Bird's Eye View - SciDB Testbed at NERSC Pioneers High Usability Big Data Analytic Infrastructure.
Motivation? It’s painful to manage and analyze terabytes of data.
Solution? SciDB is a parallel database for array-structured data, great for Terabytes of:
- Time series, spectra, imaging, etc
The greatest benefit of SciDB is:
Usability: Use HPC hardware without learning parallel programming and parallel I/O.

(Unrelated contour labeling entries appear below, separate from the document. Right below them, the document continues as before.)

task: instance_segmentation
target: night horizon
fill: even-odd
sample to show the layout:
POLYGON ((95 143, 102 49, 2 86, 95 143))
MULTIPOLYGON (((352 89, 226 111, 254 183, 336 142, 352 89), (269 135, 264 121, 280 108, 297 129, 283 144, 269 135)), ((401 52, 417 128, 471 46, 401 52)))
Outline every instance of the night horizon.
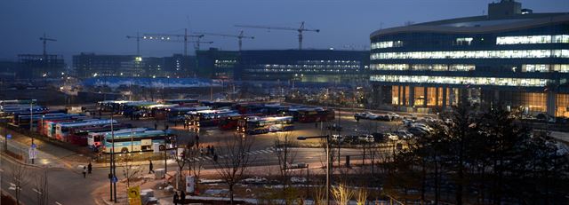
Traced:
MULTIPOLYGON (((483 15, 483 12, 487 12, 489 2, 492 1, 357 1, 346 4, 341 1, 6 1, 0 3, 0 18, 6 20, 4 32, 0 34, 0 44, 11 49, 0 51, 0 59, 15 59, 17 54, 41 53, 38 38, 44 33, 57 39, 48 43, 47 51, 63 55, 67 60, 80 52, 136 54, 135 40, 126 39, 126 35, 136 35, 137 32, 183 34, 184 28, 227 35, 238 35, 244 30, 246 35, 255 36, 253 40, 244 40, 244 50, 296 49, 294 31, 268 31, 235 25, 298 28, 301 21, 306 21, 307 28, 321 30, 305 34, 305 49, 365 50, 369 49, 369 34, 380 27, 483 15), (419 10, 405 12, 409 8, 419 10)), ((524 8, 535 12, 569 11, 569 2, 562 0, 522 3, 524 8)), ((213 43, 202 49, 210 46, 223 51, 237 49, 233 38, 205 36, 204 40, 213 43)), ((188 47, 193 53, 193 44, 188 47)), ((142 41, 140 53, 171 56, 183 53, 183 46, 177 43, 142 41)))

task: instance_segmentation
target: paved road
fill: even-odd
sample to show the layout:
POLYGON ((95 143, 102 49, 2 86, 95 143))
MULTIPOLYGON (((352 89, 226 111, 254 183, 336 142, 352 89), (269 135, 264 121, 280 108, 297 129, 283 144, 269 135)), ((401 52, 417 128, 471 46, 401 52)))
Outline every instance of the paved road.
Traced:
MULTIPOLYGON (((353 118, 353 113, 341 112, 341 117, 340 118, 340 123, 344 130, 341 134, 356 134, 356 133, 369 133, 375 130, 388 130, 389 129, 396 129, 397 122, 377 122, 377 121, 360 121, 356 122, 353 118)), ((117 117, 119 121, 128 122, 130 119, 121 119, 117 117)), ((147 121, 133 121, 132 122, 136 126, 154 127, 155 122, 152 120, 147 121)), ((338 118, 333 122, 324 122, 317 124, 315 127, 314 123, 297 123, 296 129, 288 134, 289 138, 296 138, 298 136, 317 136, 322 134, 330 134, 329 130, 325 128, 332 123, 338 123, 338 118)), ((158 123, 162 126, 162 123, 158 123)), ((171 128, 177 130, 183 130, 183 127, 179 125, 171 128)), ((160 128, 159 128, 160 129, 160 128)), ((194 135, 193 132, 187 131, 188 135, 182 138, 191 138, 194 135)), ((220 141, 227 139, 227 138, 233 137, 235 132, 233 131, 220 131, 216 128, 212 129, 201 129, 199 130, 200 145, 206 146, 208 145, 213 145, 217 146, 217 144, 220 141)), ((336 131, 333 132, 337 133, 336 131)), ((278 161, 275 154, 275 149, 273 148, 274 142, 276 138, 284 138, 286 134, 284 133, 268 133, 263 135, 250 136, 254 138, 254 145, 250 152, 251 157, 254 159, 251 163, 251 166, 270 166, 277 165, 278 161)), ((3 137, 0 138, 4 138, 3 137)), ((306 141, 300 141, 299 143, 314 143, 317 144, 319 139, 312 139, 306 141)), ((4 143, 0 141, 0 145, 4 143)), ((10 141, 9 150, 14 153, 21 153, 27 158, 28 145, 10 141)), ((28 170, 27 177, 28 184, 21 187, 20 200, 25 204, 36 204, 37 193, 33 190, 36 185, 36 177, 41 176, 44 170, 47 170, 48 175, 48 193, 50 204, 95 204, 92 200, 92 192, 97 187, 107 186, 108 185, 108 168, 97 168, 93 170, 93 173, 87 176, 87 178, 83 178, 80 168, 76 166, 70 166, 69 163, 62 161, 59 157, 56 157, 51 153, 58 153, 59 147, 50 147, 49 149, 40 149, 37 154, 36 160, 37 166, 26 165, 28 170), (57 203, 56 203, 57 202, 57 203)), ((304 163, 317 163, 325 161, 324 154, 325 154, 322 148, 293 148, 293 153, 295 155, 296 162, 304 163)), ((361 153, 356 149, 341 149, 341 155, 351 155, 352 161, 361 159, 361 153)), ((220 157, 220 160, 223 160, 223 156, 220 157)), ((202 156, 198 158, 199 161, 204 162, 204 169, 213 169, 211 156, 202 156)), ((342 159, 343 160, 343 159, 342 159)), ((6 156, 2 156, 2 165, 0 167, 4 170, 2 183, 0 186, 3 190, 7 191, 9 193, 15 195, 13 190, 10 190, 11 184, 14 184, 13 177, 14 168, 19 162, 9 160, 6 156)), ((163 161, 156 161, 154 162, 155 169, 159 169, 164 166, 163 161)), ((144 165, 141 165, 144 166, 144 165)), ((170 161, 168 163, 168 170, 177 170, 177 164, 175 162, 170 161)), ((148 169, 148 167, 143 167, 148 169)), ((116 170, 117 177, 121 178, 122 168, 119 167, 116 170)))

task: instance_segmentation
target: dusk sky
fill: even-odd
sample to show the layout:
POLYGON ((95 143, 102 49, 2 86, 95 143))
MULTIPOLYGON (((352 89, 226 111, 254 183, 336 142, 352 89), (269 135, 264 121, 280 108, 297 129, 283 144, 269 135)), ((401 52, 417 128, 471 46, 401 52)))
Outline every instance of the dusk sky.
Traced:
MULTIPOLYGON (((567 12, 568 0, 519 0, 534 12, 567 12)), ((306 49, 357 50, 369 46, 369 35, 380 27, 402 26, 481 15, 490 0, 3 0, 0 3, 0 59, 15 59, 19 53, 42 52, 38 39, 44 32, 57 42, 48 43, 48 53, 68 60, 81 51, 135 54, 136 42, 125 35, 143 33, 192 32, 236 35, 244 29, 254 40, 244 40, 244 50, 295 49, 296 31, 236 28, 260 25, 296 28, 306 21, 306 49)), ((235 38, 206 36, 208 47, 236 50, 235 38)), ((189 45, 193 53, 193 45, 189 45)), ((182 53, 181 43, 142 41, 143 56, 182 53)))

Motivation - Pain Points of Data Analytics for Science
Current DOE experimental facilities, such as light sources, telescopes, sequencing centers, etc., are producing data in increasingly larger and faster quantities. Some of these facilities have reasonably prepared for this onslaught of data, while others are just beginning to grapple with the challenge. However, none of them is in a position to fully exploit the scientific potential of these data sets. Three major problems these science projects face are the management, analysis and ability to share the data (across the collaboration and publicly). As the data volume and variety grow, several challenges emerge:
- Traditional file-system based solutions can no longer efficiently store and access a large number of small files given random I/O patterns. Efficiently filtering large data sets is a difficult task
- As the analytic algorithms used on big data have become more and more complex, it has become more difficult to implement them in a highly effcient way with respect to parallel I/O and computation
- Sharing data is no longer feasible in many cases due to the data volume. Web-based portals that enable "smart queries" on large data sets are the future of data sharing
Moreover, with the advance of detector technologies, a small experimental group can generate an extremely large amount of data – and the number of these groups, with access to such large data sets, is growing quickly as well. Scientists are burdened with both data management tasks (filtering and querying) in addition to complex analytic tasks (modeling, machine learning, visualization, etc.). Currently these emerging projects are developing their own data management and analysis workflow, which often produces sub-optimal results as the wheel is reinvented repeatedly and poorly.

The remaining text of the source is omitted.